AF: Noi siamo partiti da zero. L’amico di famiglia che ci ha venduto l’azienda ci ha dato una mano, offrendoci la possibilità di pagarlo lavorando; non ha voluto impegni, se non l’ipoteca sulla casa di mio papà.
A quei tempi lavoravamo anche la sera, non c’erano orari, e quando confezionavamo le praline, fra noi fratelli ci dicevamo: “il Cri-cri Piemunt l’è il più bun dal mund”. Questo perché c’era la consapevolezza di dare fare qualcosa cosa che avesse una forza. Questa è una scena che ho ben chiara nella testa, in un’epoca in cui facevamo ancora tutto a mano. Ma l’immagine più bella è quella di quando eravamo bambini e il vecchio proprietario della Piemont ci portava i Cri-cri a casa. Mia madre li appendeva all’albero di Natale e noi, prima ancora che arrivassero le feste, avevamo lasciato appese solo le cartine.
AFE: Come si vede tra dieci anni?
AF: Me l’immagino come una bomboniera, qualcosa di bello che rimanga caratteristico, una realtà viva e piena di slancio, che continua a fare quello che sta facendo ma al tempo stesso rinnovandosi. Certamente ci guiderà l’idea di mantenere i principi a cui ci ispiriamo: la qualità, la scelta delle materie prime. Il nostro intento è far bene per fare del bene anche alla gente, perché oggi il cibo è diventato quasi una cura.
AFE: Cosa vi ha convinto a fare parte di Art For Excellence?
AF: C’è una ragione precisa: noi siamo una famiglia di artisti. Mio zio è scultore, mio padre è pittore e lo sono io stesso, c’è chi suona strumenti musicali… C’è sempre stata quindi questa apertura verso l’arte. Quello che ci ha stimolato è stata l’idea di coniugare l’azienda a qualcosa che fosse affine a noi.
Ho incontrato anche l’artista, mi ha fatto un’ottima impressione, ma non so ancora cosa abbia sviluppato come opera. Ho visto i suoi lavori, sono piaciuti a tutti noi, tanto che la nostra è stata una scelta corale.
AFE: Come hai scelto il tuo linguaggio, orientandoti sulla pittura a olio?

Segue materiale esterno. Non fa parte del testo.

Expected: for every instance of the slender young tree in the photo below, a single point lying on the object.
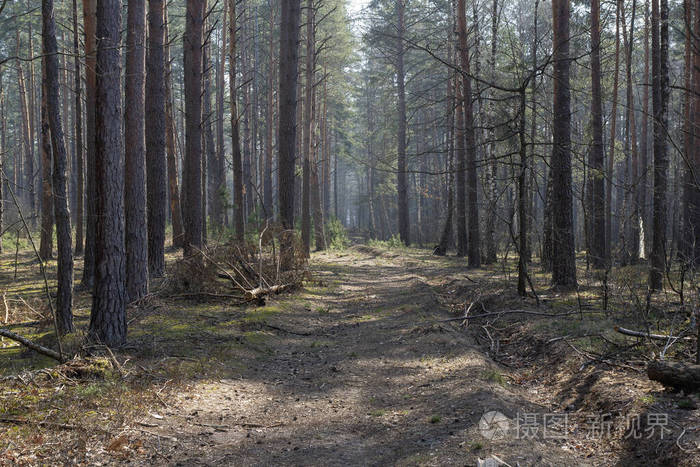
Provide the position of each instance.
(239, 206)
(108, 316)
(64, 293)
(596, 158)
(286, 140)
(135, 152)
(660, 92)
(563, 257)
(156, 168)
(46, 237)
(170, 143)
(78, 134)
(192, 206)
(402, 185)
(90, 24)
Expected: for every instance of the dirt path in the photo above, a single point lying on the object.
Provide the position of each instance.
(356, 371)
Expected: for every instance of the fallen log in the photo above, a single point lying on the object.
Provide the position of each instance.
(32, 345)
(260, 292)
(677, 375)
(659, 337)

Carlo Galfione: È stato quasi un approdo naturale. Negli anni in cui io portavo a termine l’Accademia, Torino stava vivendo un momento di grande vivacità artistica. Le prime mostre di giovani pittori – poi riconosciuti come “Medialisti” – avevano sdoganato un nuovo modo di dipingere. In quel brodo di culture che erano gli anni a cavallo tra gli ’80 e i ‘90 era sorto un movimento che, prendendo le distanze dall’arte concettuale, dava dignità a un linguaggio sensibile alla cultura pop giovanile e metropolitana. La mia è stata quindi una scelta di cuore, folgorato dall’idea di poter fare pittura utilizzando istanze che sentivamo vicine.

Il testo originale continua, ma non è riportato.